Planning, Patience and Progression

Any good marathon campaign is built of firm foundations check out our top tips under the three headings below right and you set yourself up to succeed;


– Be realistic about you’re the time you have to train. Don’t work of a 6-day a week plan if you know you can old train 4 days a week.

– Get yourself a training diary to log and record your progress.

– Ring-fence your training time in your diary – don’t let it become ‘ill squeeze it in when I can’.

– Think ahead and plan for training pinch points such as Christmas or a holiday abroad and think about how you can still get training in, even if it is through cross training.

– Plan your day – think about not only your running but also your rest and nutrition – if you are training in the evening for example think about how you’ll fuel yourself well in the day to nail that run!


– Be happy with where you are now – forget what your mates are doing and where you feel you need to be on marathon day. If you for example should be starting off with a run/walk strategy do this in a planned way e.g. 5 minutes run, 2 mins walk and gradually reduce the walking breaks, rather than aiming to run as far as you can without stopping.

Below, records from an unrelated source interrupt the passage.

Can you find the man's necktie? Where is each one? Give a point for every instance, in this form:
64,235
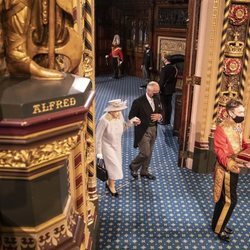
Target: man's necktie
152,104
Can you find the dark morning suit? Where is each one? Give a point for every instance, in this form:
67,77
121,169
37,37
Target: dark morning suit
168,79
145,133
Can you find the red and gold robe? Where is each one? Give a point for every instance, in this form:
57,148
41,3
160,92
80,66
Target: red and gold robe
228,142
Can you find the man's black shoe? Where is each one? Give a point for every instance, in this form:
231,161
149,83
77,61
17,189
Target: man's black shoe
228,230
133,172
223,236
143,86
149,176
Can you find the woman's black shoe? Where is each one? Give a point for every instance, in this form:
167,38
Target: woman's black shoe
228,230
224,236
113,194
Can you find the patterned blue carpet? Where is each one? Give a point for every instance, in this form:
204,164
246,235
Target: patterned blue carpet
172,212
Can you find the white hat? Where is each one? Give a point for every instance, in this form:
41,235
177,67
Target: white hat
116,105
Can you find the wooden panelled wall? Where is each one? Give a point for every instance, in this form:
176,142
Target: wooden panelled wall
137,22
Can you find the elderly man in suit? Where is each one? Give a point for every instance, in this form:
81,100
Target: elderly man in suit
149,110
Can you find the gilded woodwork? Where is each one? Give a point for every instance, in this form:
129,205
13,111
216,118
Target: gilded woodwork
50,234
40,39
34,157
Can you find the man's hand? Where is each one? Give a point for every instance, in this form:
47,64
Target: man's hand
99,156
247,164
156,117
135,120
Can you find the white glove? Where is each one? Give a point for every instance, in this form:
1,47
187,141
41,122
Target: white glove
99,156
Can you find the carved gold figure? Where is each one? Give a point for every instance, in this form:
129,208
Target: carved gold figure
39,38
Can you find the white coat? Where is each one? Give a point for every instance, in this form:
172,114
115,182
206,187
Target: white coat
109,143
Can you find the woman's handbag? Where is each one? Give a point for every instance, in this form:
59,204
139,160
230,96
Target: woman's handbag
101,171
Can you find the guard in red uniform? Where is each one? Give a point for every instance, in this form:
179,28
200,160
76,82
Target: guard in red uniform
116,55
228,142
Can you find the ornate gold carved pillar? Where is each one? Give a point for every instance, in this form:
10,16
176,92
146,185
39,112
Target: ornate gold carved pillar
44,191
224,73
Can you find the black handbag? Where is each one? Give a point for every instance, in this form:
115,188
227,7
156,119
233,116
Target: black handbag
101,171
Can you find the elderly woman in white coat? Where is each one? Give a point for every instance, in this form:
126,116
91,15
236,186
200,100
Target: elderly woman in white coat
108,140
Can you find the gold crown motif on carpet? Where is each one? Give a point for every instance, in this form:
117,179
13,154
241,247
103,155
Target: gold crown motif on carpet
240,1
234,48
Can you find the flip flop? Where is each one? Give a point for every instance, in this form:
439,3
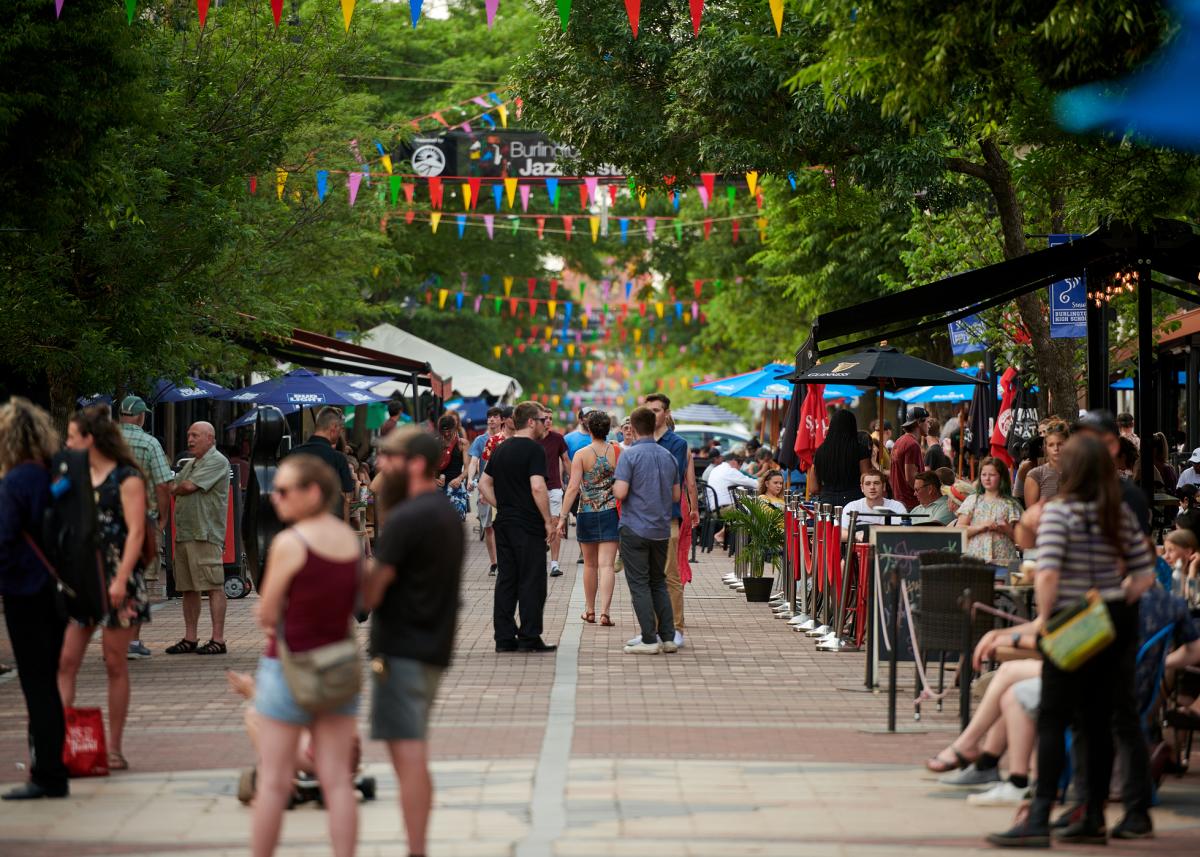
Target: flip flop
939,766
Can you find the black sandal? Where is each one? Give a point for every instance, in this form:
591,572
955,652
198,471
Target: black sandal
184,647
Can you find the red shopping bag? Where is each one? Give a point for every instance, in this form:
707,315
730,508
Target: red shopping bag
84,750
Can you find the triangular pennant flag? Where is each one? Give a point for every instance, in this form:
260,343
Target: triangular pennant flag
634,10
777,15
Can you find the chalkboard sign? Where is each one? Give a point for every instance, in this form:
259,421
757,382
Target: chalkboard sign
897,550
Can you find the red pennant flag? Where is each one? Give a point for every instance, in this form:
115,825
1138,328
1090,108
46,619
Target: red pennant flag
634,10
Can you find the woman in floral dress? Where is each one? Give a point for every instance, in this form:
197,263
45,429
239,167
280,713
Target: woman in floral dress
120,497
989,515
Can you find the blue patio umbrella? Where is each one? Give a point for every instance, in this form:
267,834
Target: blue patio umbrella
168,391
307,389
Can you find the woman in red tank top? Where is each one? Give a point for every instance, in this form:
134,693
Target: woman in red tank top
310,587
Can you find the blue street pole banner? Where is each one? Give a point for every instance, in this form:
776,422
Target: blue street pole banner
966,335
1068,301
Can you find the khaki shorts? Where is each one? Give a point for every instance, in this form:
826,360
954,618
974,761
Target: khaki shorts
198,567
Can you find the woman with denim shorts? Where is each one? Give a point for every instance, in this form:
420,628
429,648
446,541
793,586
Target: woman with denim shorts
595,523
310,594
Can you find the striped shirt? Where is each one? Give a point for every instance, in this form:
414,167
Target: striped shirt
1071,543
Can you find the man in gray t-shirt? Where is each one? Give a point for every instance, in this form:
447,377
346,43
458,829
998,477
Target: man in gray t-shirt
647,484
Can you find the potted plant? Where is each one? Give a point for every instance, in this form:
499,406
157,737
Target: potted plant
762,527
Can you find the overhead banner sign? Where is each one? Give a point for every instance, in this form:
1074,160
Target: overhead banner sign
966,335
1068,301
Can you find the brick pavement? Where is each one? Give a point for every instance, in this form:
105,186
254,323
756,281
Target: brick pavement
747,741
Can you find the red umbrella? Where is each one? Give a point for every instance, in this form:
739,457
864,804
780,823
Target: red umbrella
813,425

– Consistency is key – a solid 4 runs a week, every week will see you make better gains than 6 runs one week, 2 the next.

– The training you do today takes 3-4 weeks to bed in so don’t expect immediate results.

– Focus on building the base in the early weeks – as we outline below the early weeks should see you focusing on easy running, building a consistent pattern of training slowly without risking injury.

– The key period is 9 – 4 weeks out (6 weeks that count)


– Adding in the variety below is the first stage. Progressing each of those elements is how you really get fit. Turning your 90 minute into 3 hour runs, your 5 x 5 minute threshold session into 3 x 10 minutes, your 30 minutes of marathon pace work into 60 minutes…

– Be marathon specific – lots of very hard, short intervals can leave you feeling tired and like you have worked hard but are really only the icing on the cake in marathon training. Look to increase the volumes of your marathon pace and threshold running as you get closer to race day…not just run faster.

– Long runs – We all know these need to build but look to add a maximum 10-15 mins each week only otherwise you’ll risk injury.

– Take an easy week every 3-4 weeks, cutting back your overall volume by 30-40% and cutting back some of the intensity. This will help your body absorb and heal from the training you have completed before coming back stronger.

– Practice race pace in a race as you get closer to race day. A great way to include and test big chunks of marathon pace is to run a half marathon at your goal marathon pace as a challenging training run.

– Progress your conditioning and recovery as well as your running! As your training volume goes up so your focus on rest, conditioning and nutrition also needs to go up.